I know that sounds a bit wacky, but I’ve literally gone from fevered and delirious to 100% fine just by biting the bullet and finally having that awkward, horrible conversation.
It’s happened so many times and with such reliable results that as soon as a cold comes on I stop everything and ask myself, “Okay honey, who are you avoiding?”. And usually dealing with that is enough to heal it. This time nothing really came up.
Well, fine. Lots of things came up. I mean, being human and all, I’m pretty much always avoiding or repressing something. But nothing that felt like it was “the thing”. So I waited it out.
And while I waited, I worked with two themes.
One was just letting stuff be miserable, because sometimes stuff is miserable. Letting myself be in the stuck. Letting myself not want to be in the stuck, but still be there.
And the other was looking for ways to symbolically clear out congestion and stuckness in my life.
What I did.
I started dumping stuff. Like a woman on a mission.
Of course, thanks to Jen’s cool “give your home office a spa day” thing last week, I was already kind of on an organizing kick. But this was hard core. I took on The Pile.
Yeah, baby. The pile.
The pile that started before I left for Germany and never got taken care of. Papers, ideas, filing, everything that needed attention and wasn’t going to get it.

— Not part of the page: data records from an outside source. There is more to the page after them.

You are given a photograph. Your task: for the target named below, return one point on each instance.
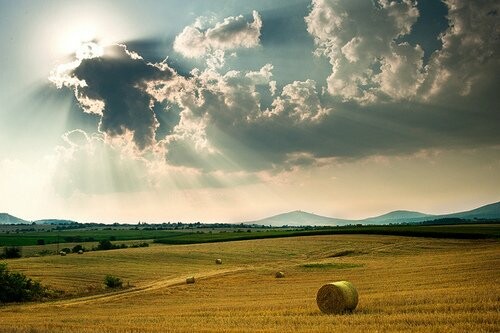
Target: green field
(206, 235)
(405, 284)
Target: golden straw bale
(279, 275)
(337, 297)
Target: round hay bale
(337, 297)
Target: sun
(72, 39)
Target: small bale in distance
(337, 297)
(279, 275)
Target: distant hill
(300, 218)
(398, 216)
(55, 222)
(491, 211)
(9, 219)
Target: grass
(464, 231)
(331, 265)
(405, 284)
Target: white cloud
(232, 33)
(470, 53)
(359, 39)
(299, 102)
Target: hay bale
(337, 297)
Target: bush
(11, 252)
(104, 245)
(16, 287)
(66, 249)
(113, 282)
(77, 248)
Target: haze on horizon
(233, 111)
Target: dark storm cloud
(218, 121)
(119, 81)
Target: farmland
(405, 284)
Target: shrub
(113, 282)
(11, 252)
(16, 287)
(77, 248)
(104, 245)
(66, 249)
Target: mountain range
(9, 219)
(300, 218)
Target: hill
(299, 218)
(491, 211)
(398, 216)
(55, 222)
(9, 219)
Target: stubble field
(404, 284)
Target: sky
(233, 110)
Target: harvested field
(404, 284)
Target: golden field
(404, 284)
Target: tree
(11, 252)
(104, 245)
(16, 287)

This pile was obviously really just a pile, and a pretty orderly one at that. But in my mind it had already taken on vast propotions. Kind of like a larger-than-life Pigpen from the Peanuts cartoons. Trailing swarms of flies and clouds of dirt in its messy, messy wake.

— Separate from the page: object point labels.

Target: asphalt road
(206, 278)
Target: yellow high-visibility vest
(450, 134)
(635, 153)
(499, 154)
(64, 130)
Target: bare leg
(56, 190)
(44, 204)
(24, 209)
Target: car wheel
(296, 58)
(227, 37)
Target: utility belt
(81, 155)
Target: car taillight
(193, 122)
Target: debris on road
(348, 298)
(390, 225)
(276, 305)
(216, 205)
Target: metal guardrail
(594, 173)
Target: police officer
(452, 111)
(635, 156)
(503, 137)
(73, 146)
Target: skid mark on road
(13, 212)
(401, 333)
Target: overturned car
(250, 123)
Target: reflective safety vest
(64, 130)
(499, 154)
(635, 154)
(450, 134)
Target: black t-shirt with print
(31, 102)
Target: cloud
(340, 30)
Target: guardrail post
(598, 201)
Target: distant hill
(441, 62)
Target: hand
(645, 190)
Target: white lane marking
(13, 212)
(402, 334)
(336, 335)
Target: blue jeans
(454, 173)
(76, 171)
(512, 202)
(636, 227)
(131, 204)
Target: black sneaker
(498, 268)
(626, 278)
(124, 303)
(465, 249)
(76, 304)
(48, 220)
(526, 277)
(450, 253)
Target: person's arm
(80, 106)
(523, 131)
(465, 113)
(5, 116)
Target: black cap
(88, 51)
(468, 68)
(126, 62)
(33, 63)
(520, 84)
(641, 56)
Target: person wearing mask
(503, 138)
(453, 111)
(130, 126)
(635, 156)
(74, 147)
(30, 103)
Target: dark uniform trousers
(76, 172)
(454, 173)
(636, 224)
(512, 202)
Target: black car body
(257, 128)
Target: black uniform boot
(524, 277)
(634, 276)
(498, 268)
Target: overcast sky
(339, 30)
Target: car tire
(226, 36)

I transformed the bed into a lumpy pile-sorting station. And armed with a box of tissues and a large bottle of pomegranite-blueberry juice, climbed right in.
The pile took the better part of an afternoon. Slog city.
Though I’m pretty sure if I hadn’t had to stop for nose-emptying breaks, recovering-from-evil-chinese-tea breaks and emergency-calming-techniques breaks, it could have gone much faster.
Every time I dumped something I said something cheesy and fabulous like, “Whee, look at me symbolically clearing out congestion and making room for new awesomeness!”
The dumping: it is fun.
When the pile was gone I went right on dumping. It was fun. It was addictive. It was cleansing. Plus, I was so on a roll.
I’d already broken up with my chiropractor this week, now it was time to break up with the herbalist (who is actually really, really fantastic and I adore her). Luckily I am the master of the really loving break-up, so it was okay and no hurt feelings.
Then I unfollowed about ten people on Twitter. Take that! Ha!
(I only do loving break-ups with people I’ve actually met).
Then I cleared stuff out of the refrigerator. Tossed some clothes. Recycled like crazy.
And now my nose is clear. My head is clear. My thoughts: slightly more lucid.
I’m not saying that the mad rush of de-pile-ing gets all the credit for it. I’m only saying that it was good for me to let go of a bunch of stuck horribleness.
And the take-away is …
1. Clearing stuff out is always useful, no matter what you’re trying to achieve with it.
2. If you can’t clear stuff out on one level, try another one.
I wasn’t getting anywhere with the herbs (which work on the physical level and the energetical level), but made big crazy progress with the cleaning and sorting (emotional level).
That’s it. Will update if there are further insights now that a. my brain is mostly functioning again and b. I’m almost well enough to get back to my yoga brain training epiphany wackiness.
More important: no more cooties! Snot-free internet hugs for everyone!
Good reminder to buy a Neti Pot and a box of trash bags when feeling a head cold come on —
And if you wouldn’t mind sometime, the “how to host a loving break up” might be a great post and help… (as if you don’t have a zillion post ideas on your list already!) Glad you’re feeling a bit better.
I second GirlPie’s idea. Unless you’ve already written about it, which I will find out as I keep going through your archives.